(Reuters) – LVMH’s Sephora beauty chain ended its partnership with Olivia Jade following a massive college cheating scandal involving her celebrity parents who were charged this week in an alleged scheme to help rich Americans get their children into elite universities.
2017 Teen Choice Awards – Arrivals – Los Angeles, California, U.S., 13/08/2017 – Actress Lori Loughlin with daughters Isabella Rose Giannulli (L) and Olivia Jade Giannulli (R).
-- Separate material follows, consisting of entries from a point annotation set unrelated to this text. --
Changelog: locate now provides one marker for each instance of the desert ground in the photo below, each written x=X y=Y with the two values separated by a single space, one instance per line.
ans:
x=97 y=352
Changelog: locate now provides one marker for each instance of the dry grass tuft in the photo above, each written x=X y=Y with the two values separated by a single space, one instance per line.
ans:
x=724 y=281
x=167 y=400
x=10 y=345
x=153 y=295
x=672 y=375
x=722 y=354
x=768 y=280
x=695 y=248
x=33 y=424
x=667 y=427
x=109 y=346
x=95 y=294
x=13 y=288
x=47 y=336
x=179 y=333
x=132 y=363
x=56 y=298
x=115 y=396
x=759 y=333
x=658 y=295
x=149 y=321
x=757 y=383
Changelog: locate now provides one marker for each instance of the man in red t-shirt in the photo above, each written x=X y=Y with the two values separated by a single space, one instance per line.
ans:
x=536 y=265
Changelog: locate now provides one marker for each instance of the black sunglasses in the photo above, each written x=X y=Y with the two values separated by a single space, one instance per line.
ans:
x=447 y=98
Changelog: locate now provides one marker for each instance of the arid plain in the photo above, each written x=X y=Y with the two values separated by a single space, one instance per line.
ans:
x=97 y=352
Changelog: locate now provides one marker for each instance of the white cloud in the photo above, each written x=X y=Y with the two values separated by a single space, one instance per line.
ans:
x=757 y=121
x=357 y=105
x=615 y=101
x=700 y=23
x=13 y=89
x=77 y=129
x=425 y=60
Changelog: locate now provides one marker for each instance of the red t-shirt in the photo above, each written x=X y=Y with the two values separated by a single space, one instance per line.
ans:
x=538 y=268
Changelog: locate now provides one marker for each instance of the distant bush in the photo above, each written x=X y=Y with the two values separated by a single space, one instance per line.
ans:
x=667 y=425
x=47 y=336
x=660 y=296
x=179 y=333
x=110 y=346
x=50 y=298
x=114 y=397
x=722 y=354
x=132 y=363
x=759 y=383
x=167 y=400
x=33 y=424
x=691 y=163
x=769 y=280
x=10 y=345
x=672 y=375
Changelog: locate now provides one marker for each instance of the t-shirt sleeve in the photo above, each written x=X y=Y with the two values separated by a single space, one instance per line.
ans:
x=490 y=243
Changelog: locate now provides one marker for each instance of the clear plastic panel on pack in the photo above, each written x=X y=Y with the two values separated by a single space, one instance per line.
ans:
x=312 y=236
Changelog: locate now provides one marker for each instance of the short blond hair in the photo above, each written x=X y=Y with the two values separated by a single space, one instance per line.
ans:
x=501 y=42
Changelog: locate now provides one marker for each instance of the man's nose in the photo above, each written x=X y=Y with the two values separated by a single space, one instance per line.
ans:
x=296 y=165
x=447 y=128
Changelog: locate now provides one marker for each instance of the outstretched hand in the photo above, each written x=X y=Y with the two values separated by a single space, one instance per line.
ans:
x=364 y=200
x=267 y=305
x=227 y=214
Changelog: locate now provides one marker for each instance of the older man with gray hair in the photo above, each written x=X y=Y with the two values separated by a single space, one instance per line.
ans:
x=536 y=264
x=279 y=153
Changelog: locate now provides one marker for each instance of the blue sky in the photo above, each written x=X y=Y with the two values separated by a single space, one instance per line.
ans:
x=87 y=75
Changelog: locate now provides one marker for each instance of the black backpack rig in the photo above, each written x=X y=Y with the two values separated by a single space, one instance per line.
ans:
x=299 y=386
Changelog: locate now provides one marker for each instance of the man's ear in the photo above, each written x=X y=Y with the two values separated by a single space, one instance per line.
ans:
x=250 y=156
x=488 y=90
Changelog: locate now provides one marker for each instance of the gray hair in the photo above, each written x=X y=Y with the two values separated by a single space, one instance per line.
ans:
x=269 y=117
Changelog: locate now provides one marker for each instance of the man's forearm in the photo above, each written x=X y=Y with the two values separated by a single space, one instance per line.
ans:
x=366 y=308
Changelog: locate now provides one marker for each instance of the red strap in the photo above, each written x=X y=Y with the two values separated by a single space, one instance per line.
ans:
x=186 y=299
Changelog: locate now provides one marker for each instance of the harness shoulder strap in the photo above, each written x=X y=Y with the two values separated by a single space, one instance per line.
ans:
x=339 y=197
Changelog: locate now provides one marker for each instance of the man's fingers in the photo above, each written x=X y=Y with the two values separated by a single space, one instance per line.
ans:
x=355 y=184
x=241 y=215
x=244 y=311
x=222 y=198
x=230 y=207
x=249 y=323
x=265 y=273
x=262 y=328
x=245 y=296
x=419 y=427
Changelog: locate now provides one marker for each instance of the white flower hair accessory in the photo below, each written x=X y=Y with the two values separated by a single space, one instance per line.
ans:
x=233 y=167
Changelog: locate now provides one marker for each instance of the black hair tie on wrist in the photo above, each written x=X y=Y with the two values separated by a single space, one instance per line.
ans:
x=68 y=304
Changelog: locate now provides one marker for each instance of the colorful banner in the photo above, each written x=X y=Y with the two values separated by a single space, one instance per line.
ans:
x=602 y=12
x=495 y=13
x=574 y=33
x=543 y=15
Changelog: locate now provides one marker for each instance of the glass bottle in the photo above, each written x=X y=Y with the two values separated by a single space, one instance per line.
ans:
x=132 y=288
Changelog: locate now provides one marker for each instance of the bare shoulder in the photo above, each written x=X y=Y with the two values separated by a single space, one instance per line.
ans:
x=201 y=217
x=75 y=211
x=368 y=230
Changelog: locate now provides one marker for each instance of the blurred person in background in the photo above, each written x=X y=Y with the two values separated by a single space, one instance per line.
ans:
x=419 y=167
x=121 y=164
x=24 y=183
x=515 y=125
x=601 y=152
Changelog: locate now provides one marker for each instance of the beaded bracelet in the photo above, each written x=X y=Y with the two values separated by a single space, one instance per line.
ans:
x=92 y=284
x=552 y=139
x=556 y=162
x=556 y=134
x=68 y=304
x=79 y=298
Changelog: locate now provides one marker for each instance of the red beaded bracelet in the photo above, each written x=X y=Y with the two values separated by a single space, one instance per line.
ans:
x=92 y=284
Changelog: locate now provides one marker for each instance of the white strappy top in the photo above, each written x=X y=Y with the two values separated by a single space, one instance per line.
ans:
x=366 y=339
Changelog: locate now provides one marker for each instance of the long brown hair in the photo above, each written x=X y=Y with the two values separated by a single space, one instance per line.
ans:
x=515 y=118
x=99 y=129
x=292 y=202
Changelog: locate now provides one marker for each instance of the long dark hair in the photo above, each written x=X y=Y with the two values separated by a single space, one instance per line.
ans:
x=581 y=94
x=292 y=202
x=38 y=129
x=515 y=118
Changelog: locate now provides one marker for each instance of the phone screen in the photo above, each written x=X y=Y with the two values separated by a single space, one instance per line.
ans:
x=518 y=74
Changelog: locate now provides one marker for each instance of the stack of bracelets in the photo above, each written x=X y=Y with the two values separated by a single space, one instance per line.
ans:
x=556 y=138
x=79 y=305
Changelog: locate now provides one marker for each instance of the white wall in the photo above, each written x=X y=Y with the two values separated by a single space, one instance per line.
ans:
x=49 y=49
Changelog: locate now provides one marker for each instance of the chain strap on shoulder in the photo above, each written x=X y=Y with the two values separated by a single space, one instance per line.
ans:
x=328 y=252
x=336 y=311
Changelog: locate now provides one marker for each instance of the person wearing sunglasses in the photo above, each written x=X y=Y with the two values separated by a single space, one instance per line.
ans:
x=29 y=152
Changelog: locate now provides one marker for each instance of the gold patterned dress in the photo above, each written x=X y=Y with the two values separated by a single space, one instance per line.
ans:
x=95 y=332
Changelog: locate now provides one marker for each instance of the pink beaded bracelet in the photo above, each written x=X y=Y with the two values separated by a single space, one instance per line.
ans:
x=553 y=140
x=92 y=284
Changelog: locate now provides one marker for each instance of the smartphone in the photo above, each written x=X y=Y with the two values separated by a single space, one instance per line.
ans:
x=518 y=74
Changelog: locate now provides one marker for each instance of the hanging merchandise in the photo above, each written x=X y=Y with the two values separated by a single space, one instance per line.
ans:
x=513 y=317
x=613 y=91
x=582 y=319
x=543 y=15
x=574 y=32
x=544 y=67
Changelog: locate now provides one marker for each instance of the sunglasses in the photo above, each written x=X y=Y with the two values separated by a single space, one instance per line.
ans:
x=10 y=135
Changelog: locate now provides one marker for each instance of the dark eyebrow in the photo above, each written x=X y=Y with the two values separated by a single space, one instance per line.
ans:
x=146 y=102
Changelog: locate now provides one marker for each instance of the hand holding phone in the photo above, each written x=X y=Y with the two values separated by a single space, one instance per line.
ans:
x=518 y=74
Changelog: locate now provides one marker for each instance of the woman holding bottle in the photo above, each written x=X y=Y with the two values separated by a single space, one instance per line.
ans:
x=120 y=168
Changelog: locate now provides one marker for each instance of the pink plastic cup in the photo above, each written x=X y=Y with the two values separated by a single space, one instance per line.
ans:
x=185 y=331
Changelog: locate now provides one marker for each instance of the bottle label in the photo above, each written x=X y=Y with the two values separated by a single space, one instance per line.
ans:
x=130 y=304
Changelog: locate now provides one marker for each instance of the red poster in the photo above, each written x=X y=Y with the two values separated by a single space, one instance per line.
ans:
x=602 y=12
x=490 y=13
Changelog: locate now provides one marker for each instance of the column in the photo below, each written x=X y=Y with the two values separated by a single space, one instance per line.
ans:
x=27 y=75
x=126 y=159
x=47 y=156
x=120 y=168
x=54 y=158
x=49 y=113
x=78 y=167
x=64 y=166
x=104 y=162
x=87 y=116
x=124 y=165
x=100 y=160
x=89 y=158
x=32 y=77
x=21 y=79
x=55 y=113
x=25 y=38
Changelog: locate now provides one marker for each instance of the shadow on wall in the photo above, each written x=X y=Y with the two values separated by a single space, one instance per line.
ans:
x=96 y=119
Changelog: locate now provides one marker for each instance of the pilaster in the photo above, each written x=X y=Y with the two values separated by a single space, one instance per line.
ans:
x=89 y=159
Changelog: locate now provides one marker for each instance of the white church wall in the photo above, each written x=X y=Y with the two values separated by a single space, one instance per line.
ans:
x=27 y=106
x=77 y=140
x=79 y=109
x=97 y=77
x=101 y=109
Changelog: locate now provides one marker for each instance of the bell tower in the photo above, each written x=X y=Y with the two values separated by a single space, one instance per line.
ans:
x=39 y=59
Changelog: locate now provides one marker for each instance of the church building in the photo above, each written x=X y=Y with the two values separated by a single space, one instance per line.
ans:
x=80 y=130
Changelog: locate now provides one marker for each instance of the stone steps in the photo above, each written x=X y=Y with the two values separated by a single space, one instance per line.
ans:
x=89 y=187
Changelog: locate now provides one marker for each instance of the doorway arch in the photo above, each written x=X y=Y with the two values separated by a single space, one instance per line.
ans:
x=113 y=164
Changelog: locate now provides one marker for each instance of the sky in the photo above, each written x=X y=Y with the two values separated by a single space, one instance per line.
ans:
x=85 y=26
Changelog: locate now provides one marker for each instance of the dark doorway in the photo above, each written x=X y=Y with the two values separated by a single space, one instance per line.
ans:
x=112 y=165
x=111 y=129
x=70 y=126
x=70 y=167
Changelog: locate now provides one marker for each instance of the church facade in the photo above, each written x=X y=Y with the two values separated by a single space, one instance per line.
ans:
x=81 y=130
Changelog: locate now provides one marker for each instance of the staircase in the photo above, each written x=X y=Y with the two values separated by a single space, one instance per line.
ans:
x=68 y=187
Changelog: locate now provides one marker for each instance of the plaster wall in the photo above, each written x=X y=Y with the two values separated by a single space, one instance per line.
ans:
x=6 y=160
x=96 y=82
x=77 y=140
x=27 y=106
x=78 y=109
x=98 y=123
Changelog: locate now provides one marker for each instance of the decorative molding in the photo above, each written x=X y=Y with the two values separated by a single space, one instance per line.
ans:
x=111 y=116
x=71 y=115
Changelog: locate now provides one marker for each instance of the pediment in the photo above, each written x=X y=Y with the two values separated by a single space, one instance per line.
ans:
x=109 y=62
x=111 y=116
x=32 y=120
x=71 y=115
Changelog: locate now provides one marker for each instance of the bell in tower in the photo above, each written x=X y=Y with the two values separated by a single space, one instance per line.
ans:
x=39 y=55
REUTERS/Mike Blake
“After careful review of recent developments, we have made the decision to end the Sephora Collection partnership with Olivia Jade, effective immediately,” a Sephora spokesperson wrote to Reuters in an email on Thursday.
Olivia Giannulli, the 19-year-old daughter of “Full House” actress Lori Loughlin and designer Mossimo Giannulli, is a social media “influencer” who goes by the name Olivia Jade online.
Products from her makeup collaboration had been removed from Sephora’s website by Thursday afternoon. It was not immediately clear whether her products were available in stores.
A representative for Jade could not immediately be reached for comment.
Jade, who has more than 3 million followers on Instagram and YouTube combined, received backlash online shortly after details of the fraud scheme emerged along with old videos in which she stated that she does not “care about school.”
Loughlin and Giannulli were accused on Tuesday of paying bribes of $500,000 in a scheme that involved cheating on college entrance exams to help their daughters, Olivia and Isabella Giannulli, get into the University of Southern California, according to court documents.
Loughlin and Giannulli were taken into federal custody and later released on separate $1 million bonds on Wednesday.
The couple are among 50 people charged on Tuesday with taking part in a scam that steered graduating high school students into elite universities, including Yale, Georgetown and Stanford, by cheating the admissions process. Prosecutors called it the largest such scandal in U.S. history.
Some of Jade’s online videos and photos were paid partnerships with Amazon.com Inc and Hewlett-Packard Enterprise Co.. Representatives from those two companies did not immediately respond to requests for comment.